Thursday, May 24, 2018

Class 16 (4xQuarter & 4xHalf


We go where we can to get in the scheduled runs. It wasn’t intended as track-only training, but you still put in the shortest/fastest runs of the term. Look at it this way: better here than the cemetery on University.

Tuesday’s run will four or eight miles – exactly double our beginning distance in class.

TODAY’S 4 X QUARTER-MILE INTERVALS

(with total time for one mile and comparison to your first week’s nonstop mile; target was to go faster; team time was divided equally)

Leah – 7:53 (-1:34) 2nd most improved
Elizabeth – 7:53 (-2:05) most improved, earning extra credit

TODAY’S 4 X HALF-MILER INTERVALS

(with total time for two miles, per-mile pace and comparison to your first week’s nonstop two-mile; target was to go faster; if you didn’t time yourself, team time was divided equally)

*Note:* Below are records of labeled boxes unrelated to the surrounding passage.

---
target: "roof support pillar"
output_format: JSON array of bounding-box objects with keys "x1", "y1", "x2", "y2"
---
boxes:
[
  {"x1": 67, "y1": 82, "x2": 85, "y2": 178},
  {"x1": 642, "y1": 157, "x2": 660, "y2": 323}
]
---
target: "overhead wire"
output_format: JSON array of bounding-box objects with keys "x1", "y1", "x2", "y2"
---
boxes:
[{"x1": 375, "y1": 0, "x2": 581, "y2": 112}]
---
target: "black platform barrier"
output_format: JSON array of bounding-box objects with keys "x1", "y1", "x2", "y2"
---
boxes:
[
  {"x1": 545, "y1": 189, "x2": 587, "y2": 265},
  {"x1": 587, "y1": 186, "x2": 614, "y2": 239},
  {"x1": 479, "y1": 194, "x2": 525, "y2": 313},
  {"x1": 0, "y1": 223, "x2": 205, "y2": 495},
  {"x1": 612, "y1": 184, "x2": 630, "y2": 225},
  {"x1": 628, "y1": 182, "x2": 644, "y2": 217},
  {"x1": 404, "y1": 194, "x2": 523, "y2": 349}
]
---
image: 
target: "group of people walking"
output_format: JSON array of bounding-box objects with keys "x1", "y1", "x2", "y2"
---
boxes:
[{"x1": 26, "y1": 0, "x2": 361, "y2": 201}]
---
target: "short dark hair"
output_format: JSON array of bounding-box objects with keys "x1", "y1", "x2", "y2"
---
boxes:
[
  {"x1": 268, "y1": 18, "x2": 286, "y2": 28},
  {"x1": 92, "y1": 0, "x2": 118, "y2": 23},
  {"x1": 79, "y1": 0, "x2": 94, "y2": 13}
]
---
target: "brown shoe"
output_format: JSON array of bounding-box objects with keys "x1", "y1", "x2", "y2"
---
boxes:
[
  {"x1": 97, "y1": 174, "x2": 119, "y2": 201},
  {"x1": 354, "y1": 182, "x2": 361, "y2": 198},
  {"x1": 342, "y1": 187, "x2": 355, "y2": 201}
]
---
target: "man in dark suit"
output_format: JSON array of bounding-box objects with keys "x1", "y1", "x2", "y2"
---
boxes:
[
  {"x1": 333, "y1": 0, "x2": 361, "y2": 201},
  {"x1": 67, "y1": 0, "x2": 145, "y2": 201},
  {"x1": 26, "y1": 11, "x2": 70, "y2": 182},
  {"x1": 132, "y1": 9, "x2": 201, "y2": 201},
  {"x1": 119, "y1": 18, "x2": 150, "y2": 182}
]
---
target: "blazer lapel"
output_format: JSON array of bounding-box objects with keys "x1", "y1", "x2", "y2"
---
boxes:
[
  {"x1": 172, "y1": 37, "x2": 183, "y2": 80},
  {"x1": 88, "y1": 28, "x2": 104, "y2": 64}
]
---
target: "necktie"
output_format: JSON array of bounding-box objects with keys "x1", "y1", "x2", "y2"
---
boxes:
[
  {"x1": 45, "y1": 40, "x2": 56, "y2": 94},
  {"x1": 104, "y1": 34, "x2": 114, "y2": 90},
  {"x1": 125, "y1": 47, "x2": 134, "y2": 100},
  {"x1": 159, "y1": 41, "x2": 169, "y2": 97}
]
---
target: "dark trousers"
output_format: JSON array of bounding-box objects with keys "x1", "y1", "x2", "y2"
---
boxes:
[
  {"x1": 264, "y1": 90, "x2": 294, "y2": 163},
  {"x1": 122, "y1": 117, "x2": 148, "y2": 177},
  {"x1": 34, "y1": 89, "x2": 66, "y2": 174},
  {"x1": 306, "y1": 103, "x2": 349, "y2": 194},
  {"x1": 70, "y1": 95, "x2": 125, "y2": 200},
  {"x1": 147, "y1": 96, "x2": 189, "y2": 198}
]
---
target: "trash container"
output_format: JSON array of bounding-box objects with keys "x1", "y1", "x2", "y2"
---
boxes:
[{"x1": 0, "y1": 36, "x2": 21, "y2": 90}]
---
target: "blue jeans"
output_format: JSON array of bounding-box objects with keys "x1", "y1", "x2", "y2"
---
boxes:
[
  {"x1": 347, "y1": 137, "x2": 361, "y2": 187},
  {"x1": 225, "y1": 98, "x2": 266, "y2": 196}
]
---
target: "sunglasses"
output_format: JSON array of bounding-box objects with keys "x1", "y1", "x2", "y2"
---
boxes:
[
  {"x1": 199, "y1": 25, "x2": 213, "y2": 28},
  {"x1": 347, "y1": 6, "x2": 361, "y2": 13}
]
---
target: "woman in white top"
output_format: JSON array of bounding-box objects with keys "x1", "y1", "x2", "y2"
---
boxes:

Alex – 11:33 (5:46 pace, -48 sec. per mile) 3rd most improved
Philip -- untimed
Mak – 10:44 (5:22s, -36 sec.)
Bill – ran in Arizona
Calvin – 12:33 (6:16s, no target)
Kelly – 14:19 (7:09s, -38 sec.)
Omar – 10:44 (5:22s, -46 sec.)
Kyle – 10:38 (5:19s, -38 sec.)
Tyler – 10:38 (5:19s, -15 sec.)

LESSON 16: 10K TRAINING

The 10K program resembles the one for 5K (Lesson 15), but the distances naturally go up for a race twice as long. Again mix over-and-unders – fast runs below the 10K distance (totaling two to three fast miles, not counting warmup, cooldown and recovery intervals, running the fast portion at 10K race pace or slightly faster) and long ones above it (seven to nine miles, at least one minute per mile slower than race pace. Average about a half-hour, at a relaxed pace, for each of the three or four easy runs per week. By slightly modifying this plan, you can run races at two other popular distances – 8K (or five miles) and 12K (about 7½ miles).